L’argent a cessé d’arriver en Chine en gros depuis
septembre, et a commencé de fait à quitter le pays
depuis avril. C’est très inhabituel.
Pour éviter une trop forte appréciation du yuan, la
Chine empêche les spéculateurs de l’acheter.
Depuis le milieu de l’année 2010, le gouvernement
chinois avait permis que le yuan s’apprécie face au
dollar, mais, ce dernier mois, à mesure que l’économie
est entrée en crise, la valeur du yuan a commencé à se
déprécier de nouveau.
…de nombreuses sociétés ont financé l’importation de
matières premières comme le cuivre, le minerai de fer et
l’aluminium pour l’industrie du bâtiment.
Les stocks de cuivre non utilisé qui s’accumulent
dans les entrepôts chinois sont si grands que c’est à
peine s’il y a assez de place pour garder les excédents.
Ceci ne pourrait être qu’un problème passager à court
terme.
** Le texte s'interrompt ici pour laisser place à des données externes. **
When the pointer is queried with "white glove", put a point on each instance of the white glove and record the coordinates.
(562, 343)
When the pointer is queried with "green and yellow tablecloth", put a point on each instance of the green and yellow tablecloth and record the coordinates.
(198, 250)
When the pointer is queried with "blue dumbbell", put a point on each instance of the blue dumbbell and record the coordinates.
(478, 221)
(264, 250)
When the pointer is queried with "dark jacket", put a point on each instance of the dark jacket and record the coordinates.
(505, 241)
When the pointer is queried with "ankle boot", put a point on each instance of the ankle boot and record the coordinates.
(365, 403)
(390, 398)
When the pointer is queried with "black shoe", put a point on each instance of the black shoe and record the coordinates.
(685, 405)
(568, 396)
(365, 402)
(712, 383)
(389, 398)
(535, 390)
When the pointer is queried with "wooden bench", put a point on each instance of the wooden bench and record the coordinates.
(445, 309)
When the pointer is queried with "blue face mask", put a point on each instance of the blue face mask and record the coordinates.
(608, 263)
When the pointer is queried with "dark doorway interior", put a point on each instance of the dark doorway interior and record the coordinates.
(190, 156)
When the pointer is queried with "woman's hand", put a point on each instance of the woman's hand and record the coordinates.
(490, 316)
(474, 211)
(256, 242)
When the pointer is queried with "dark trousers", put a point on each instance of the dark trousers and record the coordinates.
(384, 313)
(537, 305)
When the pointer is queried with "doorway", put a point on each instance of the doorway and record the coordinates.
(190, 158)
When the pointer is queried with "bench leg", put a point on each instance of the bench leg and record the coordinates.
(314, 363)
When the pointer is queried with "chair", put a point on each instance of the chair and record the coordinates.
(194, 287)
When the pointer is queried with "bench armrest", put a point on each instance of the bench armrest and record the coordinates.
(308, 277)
Mais l’on craint que ce ne soit le début de la
fin du boom immobilier dans le cadre duquel l’on a
construit beaucoup plus d’appartements que le pays
n’avait vraiment besoin.
Il existe des villes-fantôme totalement construites.
Il semble que beaucoup de ces appartements étaient
achetés par des sociétés et des familles chinoises en
tant qu’investissement plus attrayant que le dépôt
d’argent sur un compte en banque à faible intérêt.
Le taux de croissance chinois est passé en dessous du
chiffre magique de 10 p. 100 au moment où l’Occident
tombait dans sa récession la plus profonde depuis la
Deuxième Guerre mondiale.
Par exemple, le géant asiatique a construit du néant
le plus grand réseau de voies ferrées pour TGV au monde,
cinq fois celui de la France.
La Chine traverse une transition délicate, avec une
nouvelle génération de dirigeants qui s’approche du
pouvoir, ce qui n’arrive que tous les dix ans.
La lutte politique bat son plein, comme le prouve la
destitution du célèbre gouverneur de Chongqing, Bo
Xilai.
De nombreux membres du parti ont bénéficié du boom de
la construction et du crédit des trois dernières années.
Si cet essor touche à sa fin, ils ne voudront pas faire
partie des perdants inévitables.
Comment cette bataille se déroulera, surtout au cas
où la Chine se verrait en proie à des protestations
massives de travailleurs au chômage, nul ne le sait.
Je suis loin de partager ces sinistres augures sur la
destinées de la Chine, et je me demande comment on peut
ignorer que celle-ci possède les plus grandes réserves
de « terres rares » du monde et d’énormes volumes de gaz
de schiste qui lui permettraient d’exercer son pouvoir
sur la production énergétique mondiale quand cessera le
pouvoir de mentir et d’asservir. Trop, c’est trop.